WARNING! using --reset-previous-upgrade when an upgrade is in progress
will cause the upgrade to fail. Only use this option to clear an
incomplete upgrade where the root cause has been resolved.

Continue [y/N]? y
2015-11-19 17:28:25 ERROR juju.cmd supercommand.go:429 some agents have not upgraded to the current environment version 1.24.7: machine-0 <snip>

Revision history for this message
Cheryl Jennings (cherylj) wrote :

Can you upload the full machine-0.log?

Changed in juju-core:
status: New → Triaged
importance: Undecided → High
Revision history for this message
Johan Ehnberg (johan-ehnberg) wrote :

There's too much data to check to post publicly, but I can share it privately with devs. I sent you the link. Note that I use the following to work around mongod log spam:
:msg, contains, "authenticate db: " stop
:msg, contains, "warning: No such role" stop

Also, I previously filtered out apiserver messages due to the same reason (log was growing to gigabytes...)

Revision history for this message
Johan Ehnberg (johan-ehnberg) wrote :

Is there any workaround/fix for this? Are there any tests you'd like me to do? We have uses for the machines concerned, so otherwise I will go ahead and restore the previous state.

Revision history for this message
Cheryl Jennings (cherylj) wrote :

Johan, I'm sorry I hadn't had a chance to look at this yet. In looking at the machine-0 log, I see:

2015-11-19 17:28:27 DEBUG juju.apiserver.upgrader upgrader.go:185 desired version is 1.24.7, but current version is 1.23.3 and agent is not a manager node

Which says to me that the state server doesn't think it's the state server.

- Are you running HA?
- If so:
    - when you are able to run juju status, do you see that any of the state servers have upgraded?
    - could you also upload the logs from the other state servers
- Can you attach the syslog from all state servers

If you need the environment back and you do a restore, I'd recommend going straight from 1.20.* to 1.24.7. 1.23 had some problems, including during upgrades.

Revision history for this message
Johan Ehnberg (johan-ehnberg) wrote :

Thanks for having a look! This is the only state server, i.e. no HA, in a small environment of 6 machines.

Earlier the same day I did an upgrade to 1.23 with --version to the same state server, since the default upgrade without specified version did not recognize anything newer.
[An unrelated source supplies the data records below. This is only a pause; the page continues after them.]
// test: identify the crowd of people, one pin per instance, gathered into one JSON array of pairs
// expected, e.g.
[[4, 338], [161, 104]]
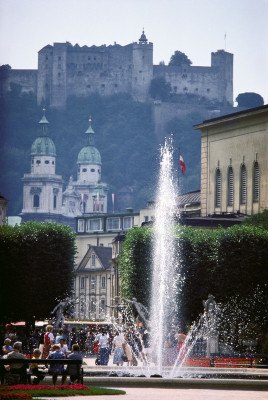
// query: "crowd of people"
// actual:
[[107, 344]]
This was despite the MAAS apache logs showing the state server downloading everything up to 1.25 when running without --version or with --version 1.21. This may be related but if I stumble upon it again I will file it separately.

For the restore I have two alternatives, back to 1.23 with juju's restore .tgz (probably I have to do this on a clean instance, though, unless the 5-second window allows me) just before attempting the upgrade, or back to 1.20 the night before with BackupPC at file level, since juju backups was not implemented at that time. Any help either can have in testing?

Revision history for this message
Cheryl Jennings (cherylj) wrote :

I spoke with some other folks about this, and it turns out that there is a script to help work around upgrade issues on 1.23:

https://github.com/juju/plugins/blob/master/juju-unstick-upgrade

You can see how to install the plugins in the readme here: https://github.com/juju/plugins

This may work around the issue you're seeing. If it doesn't, you can try to restore back to 1.23 using juju restore.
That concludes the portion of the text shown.